I am a huge nerd and always have been. Beyond the love of reading and hearty enjoyment of science I’ve liked “geek” things since I was a child. X-Men was my go-to cartoon and comic as a child, I watched Bill Nye the Science Guy, LARP’d video games (or “played pretend” as we called it then), and loved going to school. As an adult, I confess, very little has changed. Now I just write about my geekiness on the internet. Why have I kept up with these interests instead of growing out of them? Good question.
There are any number of reasons to enjoy science fiction, fantasy, horror, and all things that may fall under the geek umbrella. Even as an adult. The imaginativeness, the science, the action, the humor. There’s no one specific reason that people are drawn to nerdy stuff, but there is one thing that holds everyone’s love of them. A connection, whether direct or universal. People who are fans feel connected to and invested in the characters and their stories. Why? Because these fantastical tales are allegories for everyday societal and psychological issues.
Look beneath the surface of tales about superpowers, mutations, zombies, and time travel you’ll find themes like discrimination, social injustice, mortality, and self vs society. Psychological issues such as PTSD (post-traumatic stress disorder), addiction, identity, and morality are frequently explored through the characters featured. These are deep, complex, ideas made accessible and entertaining by unique worlds and creations.

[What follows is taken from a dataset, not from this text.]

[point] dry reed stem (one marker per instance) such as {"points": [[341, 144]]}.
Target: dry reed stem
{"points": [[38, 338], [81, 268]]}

Star Trek is noted for being about diversity and acceptance, Star Wars is as much about family dynamics and dysfunction as it is about space, and at its core X-Men is about discrimination. (“Have you ever tried not being a mutant?” a mother asks her child when he first displays his powers; it could be a verbatim question of any well-meaning, but uniformed parent of a child coming out as gay/bisexual/transgendered.) Doctor Who deals with mortality and the consequences of ones actions. The Walking Dead asks what Man becomes when the facade of society crumbles and Batman frequently questions when justice ends and vengeance begins. The examples are endless.
Beyond universal concepts, pop culture media can allow a more personal connection to occur as individuals see themselves and those around them in even the most extraordinary characters. With this recognition they are able to both relate to and be inspired by these characters. Professor-X of The X-Men and Daredevil are both disabled (paraplegic and blind, respectively), Guardians of the Galaxy’s Drax seemed to resonant with those with Asperger’s, and Iron Man suffers from alcoholism. Harry Potter lost his parents in infancy and was the victim of bullying while Carol of AMC’s The Walking Dead survived an abusive relationship and the loss of her child. Yet all these characters overcame their respective issues to become stronger people and, ultimately, heroes.
It is these things – these connections to complex characters and topics – that allows people to connect to these “geeky” things on a deeper level. Because no matter how outrageous the aliens, awesome the gadgets, and cool the superpowers, what ultimately connects someone to any story is the emotionality of it — the sympathy for the characters and an understanding of their dilemmas. The fantastical may be what draws someone in, it may be what keeps them from getting bored (reading a comic book dealing with sociological issues is far more entertaining than a text book about them), but it’s the reality of the characters and their situation that keeps audiences invested enough to become a true fan/nerd/geek.
This is why I write about the nerdy things I love. I connect to them and want to show others that there are deeper meanings behind the explosions, humor, and amazing creatures. That there is a validity to their stories, their existence. That geekiness matters and there’s universal truth behind the fantastical.